Die Hoffnung, dass die Konjunktur nach der Corona-Krise wieder in Schwung kommt, sowie die anhaltend niedrigen Zinsen dürften in der kommenden Woche die Börsen stützen. Obwohl die Neuinfektionen mit dem Coronavirus weltweit Rekordstände erreichen, seien die Vorzeichen günstig, sagte Daniel Schär, Chefanalyst bei der Weberbank: Denn inzwischen habe die Welt gelernt, mit der Pandemie umzugehen, es gebe Fortschritte bei der Entwicklung eines Impfstoffs, "und zu guter Letzt gibt es kaum noch sinnvolle Alternativen zur Anlage in Aktien".

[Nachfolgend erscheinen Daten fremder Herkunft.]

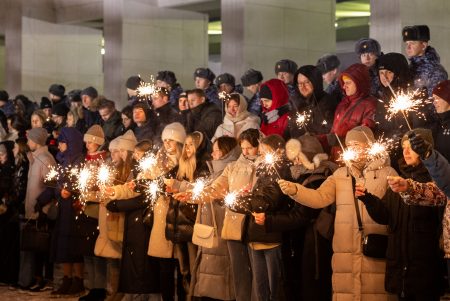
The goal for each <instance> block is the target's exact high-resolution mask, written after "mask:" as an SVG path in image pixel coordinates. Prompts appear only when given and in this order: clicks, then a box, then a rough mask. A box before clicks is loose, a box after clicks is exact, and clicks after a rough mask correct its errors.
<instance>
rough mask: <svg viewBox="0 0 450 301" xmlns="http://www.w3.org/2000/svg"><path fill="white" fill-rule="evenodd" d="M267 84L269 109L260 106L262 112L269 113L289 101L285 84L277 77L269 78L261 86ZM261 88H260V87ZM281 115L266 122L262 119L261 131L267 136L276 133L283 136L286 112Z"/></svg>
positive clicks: (286, 88) (283, 105) (284, 127)
mask: <svg viewBox="0 0 450 301" xmlns="http://www.w3.org/2000/svg"><path fill="white" fill-rule="evenodd" d="M263 86H267V87H268V88H269V89H270V91H271V92H272V106H271V107H270V108H269V109H266V108H264V107H263V108H262V111H263V114H264V113H269V112H271V111H273V110H277V109H279V108H281V107H282V106H284V105H287V104H288V102H289V92H288V89H287V87H286V85H285V84H284V83H283V82H282V81H281V80H279V79H271V80H268V81H266V82H264V83H263V84H262V85H261V87H263ZM260 90H261V88H260ZM283 113H284V114H282V115H281V116H279V117H278V119H277V120H275V121H273V122H271V123H268V122H267V121H265V120H264V118H263V122H262V124H261V132H263V133H264V135H266V136H269V135H271V134H278V135H280V136H283V134H284V131H285V130H286V127H287V125H288V114H287V112H283Z"/></svg>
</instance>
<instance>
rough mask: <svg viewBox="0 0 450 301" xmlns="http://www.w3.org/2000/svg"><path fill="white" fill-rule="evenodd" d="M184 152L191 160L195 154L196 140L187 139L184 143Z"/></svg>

In der alten Woche hat sich der Dax bis auf wenige Prozent seinem Rekordhoch angenähert, bevor viele Anleger Gewinne mitnahmen. Auch der SMI verlor auf Wochensicht rund zwei Prozent. "Politik und Notenbanken haben die Rezession abgewendet", sagte Jeffrey Schulze, Investmentstratege beim Vermögensverwalter Clearbridge Investments. Die Corona-Rezession könnte der kürzeste Wirtschaftsabschwung aller Zeiten werden.

Konjunkturdaten erwartet

Im zweiten Quartal kollabierte die Wirtschaft in vielen Ländern, weil im Kampf gegen das Virus das öffentliche und damit auch das wirtschaftliche Leben fast vollständig zum Erliegen gebracht wurde. Wie stark das Minus ausfiel, zeigen die Daten zum Bruttoinlandsprodukt für Deutschland und die USA am Donnerstag. Dann wird auch in der Schweiz das KOF Konjunkturbarometer Aufschluss über die hiesige Konjunktur geben. "Die Zahlen zum Wirtschaftseinbruch im zweiten Quartal werden schlimm aussehen - die Aktienmärkte aber wohl im Aufwind bleiben", sagte Robert Greil, Chefstratege bei der Privatbank Merck Finck.

Denn inzwischen läuft die Wirtschaft in vielen Teilen der Welt wieder an, und die Aussichten bessern sich. In der Euro-Zone signalisierten die Einkaufsmanagerindizes für Juni bereits wieder Wachstum. Am Montag wird mit dem Ifo-Geschäftsklimaindex einer der wichtigsten Frühindikatoren für die Lage der deutschen Wirtschaft vorgelegt. Experten erwarten, dass sich das Barometer von seinen Tiefständen im Juli weiter entfernt und sich vor allem die Erwartungen wieder aufhellen. Das dürfte sich auch am Arbeitsmarkt bemerkbar machen, wo mit einem geringeren Anstieg der Arbeitslosenzahlen als im Vormonat gerechnet wird.

Das wichtigste konjunkturelle Ereignis für die Börsianer dürfte aber die Sitzung der US-Notenbank Fed am Mittwoch werden. Zentralbanken weltweit haben im Kampf gegen die Pandemie die Geldschleusen weit geöffnet. Sie hätten keinen Zweifel offengelassen, dass sie bei neuerlichen Rückschlägen nicht ebenso entschlossen reagieren würden, sagte Clearbridge-Experte Schulze. "Dass der Markt zunehmend realisiert, dass die Zinsniveaus längerfristig extrem niedrig oder sogar negativ bleiben, unterstützt Aktien weiter", fügte Merck-Finck-Stratege Greil an.

Berichtssaison nähert sich Höhepunkt

Bei den Unternehmen nimmt die Berichtssaison weiter Fahrt auf. In der Schweiz präsentieren eine ganze Reihe von Unternehmen Zahlen: Bobst, Autoneum, Vontobel, SIG, AMS, Inficon, Zehnder, Cassiopea, Lem, Clariant, LafargeHolcim, Nestlé, Bucher, Kardex, Bellevue, Cosmo, Swiss Re, Mobimo, LM Group. 

Mit SAP, BASF, Deutscher Bank und VW legen einige der wichtigsten deutschen Unternehmen ihre Ergebnisse vor. Aus den USA stehen zudem die Zahlen unter anderem der Schwergewichte Facebook, Amazon, Apple und der Google-Mutter Alphabet an. Apple habe zwar in der Krise einige seiner Geschäfte schliessen müssen, Facebook leide unter dem Anzeigenboykott einiger Grosskunden, schrieben die Experten der LBBW. Dennoch habe Big Tech in der Tendenz eher von Social Distancing und Homeoffice profitiert, als dass es unter den weltweiten Ausgangssperren gelitten habe.

Die Erwartungen an die Zahlen seien daher hoch - und den Märkten stehe eine entscheidende Woche vor der Tür: "Schliesslich legte die Bedeutung dieser Werte für die grossen US-Aktienindizes in den vergangenen Jahren immer weiter zu."